In selecting the appropriate people to place in employment, the company has adopted two different approaches. For the ‘cartellinati’, the choice was already defined since the names are selected from those registered on the availability list or on the grounds of other government-based agreements. For young people, the company focuses on people with standard secondary school education in order to increase the average education level among blue-collar workers.
Along with attending a meeting with the trade union representatives, the company commits itself to providing, on a yearly basis, all the information and data revealing how many fixed-term contracts have been extended to open-ended contracts, the development of training courses, and the different types of employment contracts implemented.
The innovative aspects included in the so-called ‘complementary agreement’ at company level consist of the quality and quantity of the training courses and the higher transformation rate of placement contracts into open-ended employment contracts. At the Taranto production unit, about 93% of young people have had their placement contract upgraded to an open-ended contract, as opposed to 60% of the former work or training contracts. From 2003 to the end of 2005, about 1,050 placement contracts were awarded. Given the production activity, all the placement contracts were taken up by men. Furthermore, in comparison with the national level, the agreement guarantees a better job classification for individuals who complete the placement contract.
The use of placement contracts and fixed-term contracts increases the employment rates in areas where unemployment is high, especially among young people. The increase in the employment level was so significant that led to a decrease in the unemployment rate at provincial level.
As a result of the enforcement of asbestos-related early retirement, the company has experienced an increasing staff turnover rate. A lot of highly skilled workers left their job and less skilled people replaced them. This called for a major training effort in order to maintain and improve the skills levels of the workforce and to promote safety measures in the workplace. With the approval of the second period of asbestos-related early retirement relating to the years 1998–2003, the turnover rate will involve at least 3,000 employees in the Taranto unit.

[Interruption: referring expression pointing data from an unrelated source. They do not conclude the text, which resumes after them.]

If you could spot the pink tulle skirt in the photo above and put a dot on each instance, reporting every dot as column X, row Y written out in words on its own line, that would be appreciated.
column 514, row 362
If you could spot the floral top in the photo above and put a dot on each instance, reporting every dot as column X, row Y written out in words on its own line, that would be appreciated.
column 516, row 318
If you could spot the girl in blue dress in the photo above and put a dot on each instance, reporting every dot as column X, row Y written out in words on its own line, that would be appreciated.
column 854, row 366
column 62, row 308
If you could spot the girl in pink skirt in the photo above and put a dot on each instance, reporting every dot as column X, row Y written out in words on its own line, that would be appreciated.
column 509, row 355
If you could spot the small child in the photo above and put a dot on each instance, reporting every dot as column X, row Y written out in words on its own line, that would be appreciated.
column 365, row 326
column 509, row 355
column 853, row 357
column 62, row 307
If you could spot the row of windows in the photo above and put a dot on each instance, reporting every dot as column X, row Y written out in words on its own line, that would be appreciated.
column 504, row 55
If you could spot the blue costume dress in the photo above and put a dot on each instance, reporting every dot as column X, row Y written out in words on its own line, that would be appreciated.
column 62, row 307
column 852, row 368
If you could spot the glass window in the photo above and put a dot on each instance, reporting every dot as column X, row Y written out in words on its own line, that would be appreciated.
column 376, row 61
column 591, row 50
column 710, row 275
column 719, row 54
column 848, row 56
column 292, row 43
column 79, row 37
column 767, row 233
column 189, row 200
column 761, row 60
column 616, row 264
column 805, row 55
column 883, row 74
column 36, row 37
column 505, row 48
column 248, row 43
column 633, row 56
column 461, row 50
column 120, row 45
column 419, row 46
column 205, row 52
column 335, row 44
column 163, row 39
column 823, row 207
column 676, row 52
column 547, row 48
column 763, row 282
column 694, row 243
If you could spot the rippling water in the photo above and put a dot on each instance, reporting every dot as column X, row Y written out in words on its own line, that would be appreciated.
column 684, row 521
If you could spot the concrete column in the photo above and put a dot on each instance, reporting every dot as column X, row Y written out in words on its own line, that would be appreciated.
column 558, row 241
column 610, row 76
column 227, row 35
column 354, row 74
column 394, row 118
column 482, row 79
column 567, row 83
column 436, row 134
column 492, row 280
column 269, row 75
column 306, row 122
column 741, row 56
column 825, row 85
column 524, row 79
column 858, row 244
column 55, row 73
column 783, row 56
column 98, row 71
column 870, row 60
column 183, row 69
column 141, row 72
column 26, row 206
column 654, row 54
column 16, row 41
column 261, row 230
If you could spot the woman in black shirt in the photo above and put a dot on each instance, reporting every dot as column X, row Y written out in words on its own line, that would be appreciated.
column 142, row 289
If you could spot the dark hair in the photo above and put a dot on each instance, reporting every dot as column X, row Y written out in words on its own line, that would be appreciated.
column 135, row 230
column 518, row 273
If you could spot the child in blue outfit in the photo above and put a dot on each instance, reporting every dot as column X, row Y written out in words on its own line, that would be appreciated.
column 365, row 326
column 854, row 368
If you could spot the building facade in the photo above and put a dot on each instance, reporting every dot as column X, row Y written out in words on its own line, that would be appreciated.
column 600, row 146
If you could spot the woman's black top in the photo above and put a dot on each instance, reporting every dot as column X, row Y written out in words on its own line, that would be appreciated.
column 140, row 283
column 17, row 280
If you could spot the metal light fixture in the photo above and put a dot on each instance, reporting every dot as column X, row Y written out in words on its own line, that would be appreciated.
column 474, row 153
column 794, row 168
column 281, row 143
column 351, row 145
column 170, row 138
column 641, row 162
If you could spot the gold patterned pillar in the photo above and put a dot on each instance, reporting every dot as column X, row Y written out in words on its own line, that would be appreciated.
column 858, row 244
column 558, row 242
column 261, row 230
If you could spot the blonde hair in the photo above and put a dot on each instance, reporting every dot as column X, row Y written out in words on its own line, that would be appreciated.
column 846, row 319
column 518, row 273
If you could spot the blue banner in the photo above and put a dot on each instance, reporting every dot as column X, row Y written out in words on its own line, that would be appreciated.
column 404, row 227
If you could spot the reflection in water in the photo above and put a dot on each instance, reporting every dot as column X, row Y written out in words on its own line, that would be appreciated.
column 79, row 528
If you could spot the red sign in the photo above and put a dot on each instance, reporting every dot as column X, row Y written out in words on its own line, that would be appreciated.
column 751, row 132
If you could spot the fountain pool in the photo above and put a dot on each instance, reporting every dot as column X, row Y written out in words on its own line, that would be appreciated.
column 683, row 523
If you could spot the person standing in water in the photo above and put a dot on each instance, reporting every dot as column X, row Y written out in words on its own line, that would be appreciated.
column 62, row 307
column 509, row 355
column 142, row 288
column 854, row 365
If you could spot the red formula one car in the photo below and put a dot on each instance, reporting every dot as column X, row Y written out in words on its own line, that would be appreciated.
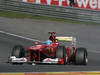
column 56, row 50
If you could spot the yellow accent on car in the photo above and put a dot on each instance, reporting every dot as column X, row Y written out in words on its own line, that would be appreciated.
column 64, row 38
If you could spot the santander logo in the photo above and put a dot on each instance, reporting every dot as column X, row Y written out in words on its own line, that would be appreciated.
column 87, row 4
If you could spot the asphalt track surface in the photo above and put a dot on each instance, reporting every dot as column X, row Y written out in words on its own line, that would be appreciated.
column 87, row 36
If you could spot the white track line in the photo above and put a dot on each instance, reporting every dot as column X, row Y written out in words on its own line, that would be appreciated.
column 26, row 38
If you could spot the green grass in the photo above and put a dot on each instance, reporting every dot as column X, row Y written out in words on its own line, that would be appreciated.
column 10, row 14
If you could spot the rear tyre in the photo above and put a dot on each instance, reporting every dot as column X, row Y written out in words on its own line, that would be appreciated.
column 81, row 56
column 61, row 53
column 18, row 51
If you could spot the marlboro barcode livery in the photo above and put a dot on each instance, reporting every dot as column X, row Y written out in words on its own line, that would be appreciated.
column 87, row 4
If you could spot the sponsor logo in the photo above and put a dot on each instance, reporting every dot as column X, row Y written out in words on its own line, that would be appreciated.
column 87, row 4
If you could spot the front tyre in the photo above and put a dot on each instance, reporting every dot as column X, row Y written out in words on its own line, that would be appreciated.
column 81, row 56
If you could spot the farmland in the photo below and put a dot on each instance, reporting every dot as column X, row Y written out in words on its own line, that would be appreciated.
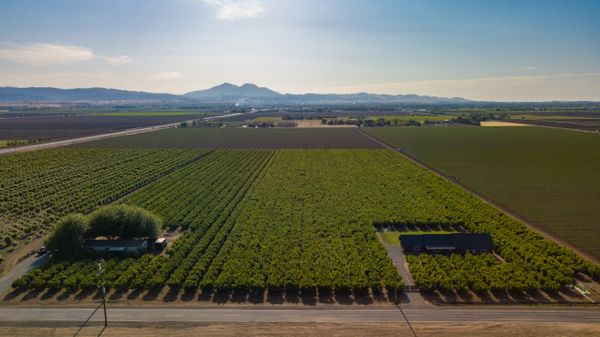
column 547, row 176
column 58, row 127
column 40, row 187
column 239, row 138
column 303, row 220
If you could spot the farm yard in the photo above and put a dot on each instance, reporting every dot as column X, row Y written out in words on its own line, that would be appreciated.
column 547, row 176
column 285, row 221
column 239, row 138
column 40, row 187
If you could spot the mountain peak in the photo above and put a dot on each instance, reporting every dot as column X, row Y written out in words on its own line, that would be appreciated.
column 228, row 91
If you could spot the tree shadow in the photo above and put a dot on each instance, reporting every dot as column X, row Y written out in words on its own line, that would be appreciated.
column 344, row 296
column 152, row 294
column 362, row 296
column 84, row 293
column 65, row 295
column 309, row 296
column 275, row 296
column 221, row 296
column 326, row 295
column 134, row 294
column 117, row 294
column 32, row 294
column 292, row 296
column 172, row 295
column 15, row 293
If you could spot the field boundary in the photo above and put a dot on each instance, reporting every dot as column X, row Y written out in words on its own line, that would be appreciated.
column 481, row 197
column 6, row 269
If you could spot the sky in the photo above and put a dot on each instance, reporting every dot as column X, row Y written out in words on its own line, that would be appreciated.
column 510, row 50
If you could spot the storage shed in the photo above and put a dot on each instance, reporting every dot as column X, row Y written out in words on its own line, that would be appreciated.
column 447, row 243
column 116, row 247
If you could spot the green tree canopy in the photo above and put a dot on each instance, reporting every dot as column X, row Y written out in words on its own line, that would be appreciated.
column 124, row 221
column 66, row 240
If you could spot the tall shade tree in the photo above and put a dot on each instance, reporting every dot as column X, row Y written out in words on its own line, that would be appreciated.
column 125, row 222
column 67, row 238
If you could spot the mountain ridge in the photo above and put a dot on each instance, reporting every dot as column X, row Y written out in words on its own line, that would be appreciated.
column 228, row 93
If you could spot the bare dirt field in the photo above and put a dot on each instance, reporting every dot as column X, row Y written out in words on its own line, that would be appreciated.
column 314, row 329
column 67, row 127
column 498, row 123
column 316, row 123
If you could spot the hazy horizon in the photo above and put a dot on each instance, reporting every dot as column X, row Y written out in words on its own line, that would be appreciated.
column 495, row 51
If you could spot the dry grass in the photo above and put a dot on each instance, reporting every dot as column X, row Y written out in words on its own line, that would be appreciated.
column 315, row 329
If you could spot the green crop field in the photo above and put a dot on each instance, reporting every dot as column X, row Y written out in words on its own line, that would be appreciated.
column 238, row 138
column 37, row 188
column 305, row 220
column 418, row 118
column 192, row 114
column 548, row 176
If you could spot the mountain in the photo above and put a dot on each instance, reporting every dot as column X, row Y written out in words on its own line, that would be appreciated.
column 253, row 94
column 228, row 92
column 44, row 94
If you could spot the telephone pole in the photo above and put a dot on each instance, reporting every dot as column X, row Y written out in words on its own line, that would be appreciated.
column 101, row 285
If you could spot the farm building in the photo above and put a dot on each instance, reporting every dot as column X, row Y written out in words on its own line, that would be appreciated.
column 461, row 243
column 116, row 247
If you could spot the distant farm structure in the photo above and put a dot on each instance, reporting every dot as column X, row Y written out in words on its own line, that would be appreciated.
column 461, row 243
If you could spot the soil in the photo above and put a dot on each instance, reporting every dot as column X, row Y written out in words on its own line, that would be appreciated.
column 497, row 123
column 21, row 252
column 316, row 123
column 424, row 329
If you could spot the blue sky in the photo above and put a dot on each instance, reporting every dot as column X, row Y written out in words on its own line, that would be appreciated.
column 480, row 49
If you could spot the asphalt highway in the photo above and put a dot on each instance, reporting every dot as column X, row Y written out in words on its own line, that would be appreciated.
column 505, row 315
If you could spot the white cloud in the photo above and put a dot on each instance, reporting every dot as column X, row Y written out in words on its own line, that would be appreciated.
column 236, row 9
column 165, row 75
column 118, row 59
column 44, row 53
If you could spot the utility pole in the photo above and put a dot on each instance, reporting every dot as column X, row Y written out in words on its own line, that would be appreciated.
column 101, row 285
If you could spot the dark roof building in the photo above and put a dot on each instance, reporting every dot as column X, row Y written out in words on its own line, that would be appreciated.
column 115, row 247
column 447, row 243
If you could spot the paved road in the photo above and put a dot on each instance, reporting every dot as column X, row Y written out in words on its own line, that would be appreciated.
column 128, row 132
column 19, row 270
column 36, row 315
column 66, row 142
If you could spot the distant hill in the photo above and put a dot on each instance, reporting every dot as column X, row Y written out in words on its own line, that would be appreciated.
column 250, row 93
column 231, row 92
column 38, row 94
column 224, row 93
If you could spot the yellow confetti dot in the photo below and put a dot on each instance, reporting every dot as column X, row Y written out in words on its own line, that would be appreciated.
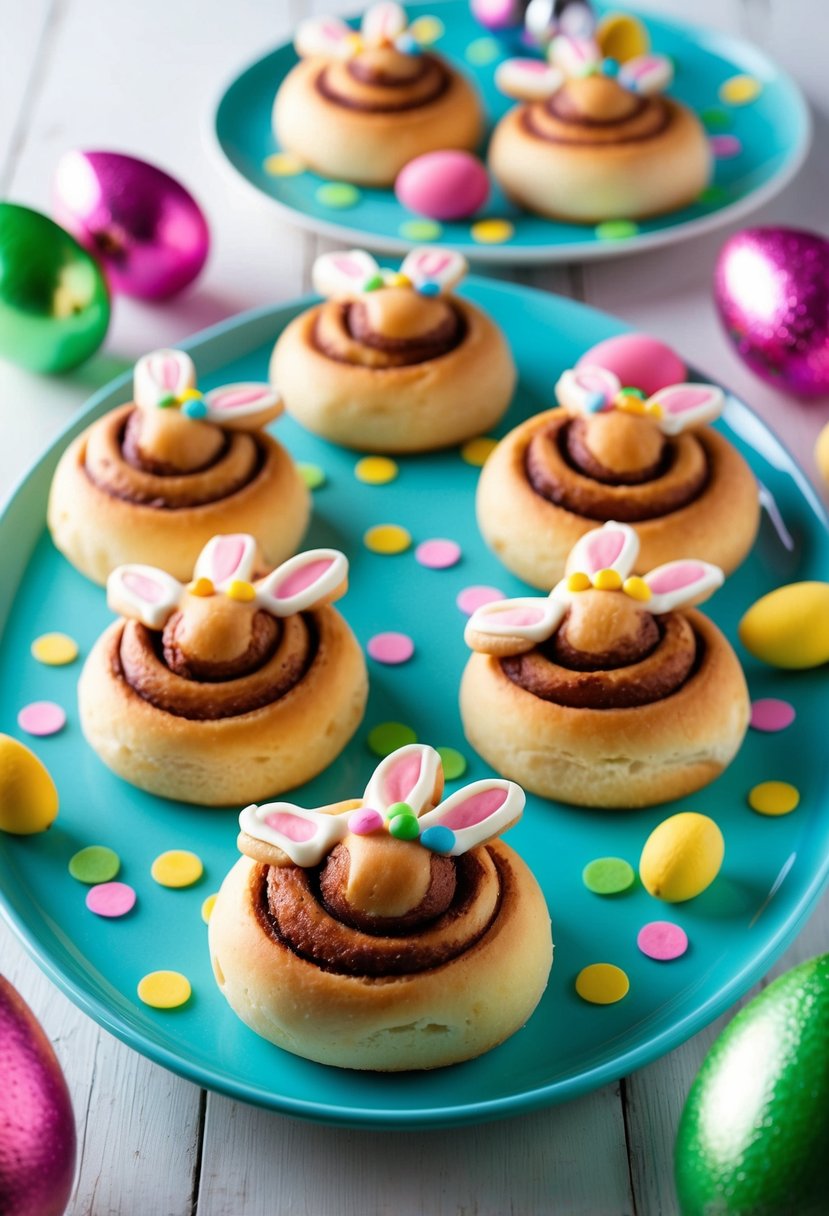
column 178, row 867
column 602, row 984
column 773, row 798
column 376, row 469
column 164, row 990
column 387, row 539
column 55, row 649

The cooperative relationship between management and the trade union represents a key element in the success of the initiative, as good relations contribute to making the flexible employment contracts more stable and to increasing the company’s competitiveness.
Exemplary and contextual factors
In contrast to the national law, Ilva steelworks in Taranto makes sure that a large number of young and unemployed people can enjoy stable employment in a region characterised by a high unemployment rate. It also guarantees high quality training standards and the required amount of training during the placement period, in order to improve workers’ skills and working conditions in terms of health and safety awareness. All the steps taken as part of this initiative are the result of positive social dialogue.